Komedi seks bukan genre baru dalam sejarah perfilman Indonesia. Sejak trio warkop, genre ini memang ceruk yang subur. Komedi berbumbu seks bisa dikenali dengan mudah lewat judul. Berkonotasi, provokatif, jika perlu menyulut kontroversi.
Fenomena ini mengingatkan orang pada film -film seks era-90-an yang menjual jual paha, dada, dan ranjang. Ulah produser film itu semula diklaim sebagai upaya mengatasi keterpurukan bioskop Indonesia. Tak heran muncul judul-judul seperti, Bebas Bercinta, Gairah Terlarang, Gejolak Nafsu, Ranjang Cinta, atau Permainan Erotik. Namun akhirnya, judul-judul itu tidak mampu menyelamatkan kondisi perfilman dari keterpurukan panjang.
Lantas benarkah judul menjadi kiat andalan merebut penonton, hingga harus provokatif? Jadi patut diduga, sejumlah rumah produksi boleh jadi menganggap judul provokatif sebagai jurus ampuh. Setelah kisah kocak gigolo dalam Quickie Express memetik sukses, genre komedi seks kian marak. Judul -judul pun kian bervariasi dan makin berani. Sebut saja film XL (Extra Large); Antara Aku, Kau dan Mak Erot atau film Namaku Dick. Kisah film XL sudah dapat ditebak dari judulnya, yakni tidak jauh dari urusan membesarkan alat vital.
Ada juga film Namaku Dick yang dibintangi Tora Sudiro -juga membintangi Quickie Express-, berkisah tentang seorang laki-laki yang bisa bercakap-cakap dengan alat kelaminnya. Dalam bahasa Inggris slang, "dick" adalah sebutan untuk alat kelamin pria. Lalu menyusulkan ML yang tak bisa dipungkiri berkonotasi "Making Love", meskipun di poster-posternya diperjelas sebagai singkatan "Mau Lagi".
Boleh jadi, genre komedi seks dilirik produser sebagai lahan menggiurkan setelah horor dan roman. Di Amerika, genre ini pun berkembang dengan film-film seperti American Pie, National Lampoon, dan Dorm Daze. Film komedi seks itu konon cukup laris di Hollywood, tapi tentu tidak bisa tayang di Indonesia.

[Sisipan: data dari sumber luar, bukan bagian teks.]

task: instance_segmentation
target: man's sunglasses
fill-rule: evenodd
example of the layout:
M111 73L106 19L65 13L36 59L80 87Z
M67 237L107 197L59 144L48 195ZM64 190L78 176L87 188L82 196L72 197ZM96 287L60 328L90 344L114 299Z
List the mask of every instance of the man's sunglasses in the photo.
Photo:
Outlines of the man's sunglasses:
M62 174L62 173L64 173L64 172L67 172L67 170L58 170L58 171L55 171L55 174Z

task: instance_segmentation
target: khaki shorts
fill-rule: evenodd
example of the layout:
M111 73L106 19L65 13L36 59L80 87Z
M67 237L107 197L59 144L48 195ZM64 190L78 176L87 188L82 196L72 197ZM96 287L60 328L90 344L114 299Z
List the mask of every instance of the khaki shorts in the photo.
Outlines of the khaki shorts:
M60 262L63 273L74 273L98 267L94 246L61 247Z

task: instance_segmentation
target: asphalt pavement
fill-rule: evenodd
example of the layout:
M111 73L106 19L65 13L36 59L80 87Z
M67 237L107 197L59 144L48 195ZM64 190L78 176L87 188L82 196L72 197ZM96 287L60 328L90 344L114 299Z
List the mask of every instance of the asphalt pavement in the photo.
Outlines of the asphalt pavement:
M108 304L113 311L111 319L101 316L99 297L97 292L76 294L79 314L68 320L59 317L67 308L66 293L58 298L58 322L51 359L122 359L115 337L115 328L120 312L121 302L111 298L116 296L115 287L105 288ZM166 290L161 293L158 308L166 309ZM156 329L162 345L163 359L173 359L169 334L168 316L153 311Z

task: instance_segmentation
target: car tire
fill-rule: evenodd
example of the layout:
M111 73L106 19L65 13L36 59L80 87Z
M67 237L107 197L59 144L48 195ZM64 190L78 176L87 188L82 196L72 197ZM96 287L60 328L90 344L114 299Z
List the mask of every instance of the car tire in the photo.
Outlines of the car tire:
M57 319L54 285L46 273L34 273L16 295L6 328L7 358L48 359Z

Sebelum kasus ML muncul, tahun 2004 lalu, film Buruan Cium Gue juga bermasalah karena bersinggungan dengan unsur seks. Sebagian besar ulama, seperti KH Abdullah Gymnastiar, menyebutkan judul film ini seakan-akan persuasi untuk mengajak remaja untuk berzina. ga taunya Aa Gym ber poligami bok!
Sebuah judul memang jadi kemasan utama sebuah film, selain cerita, aktor dan sutradara. Judul adalah yang pertama kali dilihat calon penonton. Alhasil satu judul film tidak ditentukan oleh penulis skenario atau sutradara, produser cenderung lebih banyak memiliki porsi yang besar.
Judul dan materi film memang jadi sebuah kesatuan yang tidak terpisahkan. Tetapi di Indonesia, pakem itu tidak selamanya berlaku. Kadang film dengan judul "mengundang" visualnya justru tidak ada apa-apa, sedangkan judul yang biasa saja tetapi isinya sarat dengan visual vulgar. Jadi sulit menerka kualitas film Indonesia hanya dengan membaca judulnya saja.
trik menarik perhatian dengan menyisipkan unsur seks di dalam sebuah film (judul dan materi) adalah hal yang klasik. Trik ini bisa masuk di semua genre film, baik drama, aksi, petualangan, atau horor. Kecuali saja film anak-anak tentunya.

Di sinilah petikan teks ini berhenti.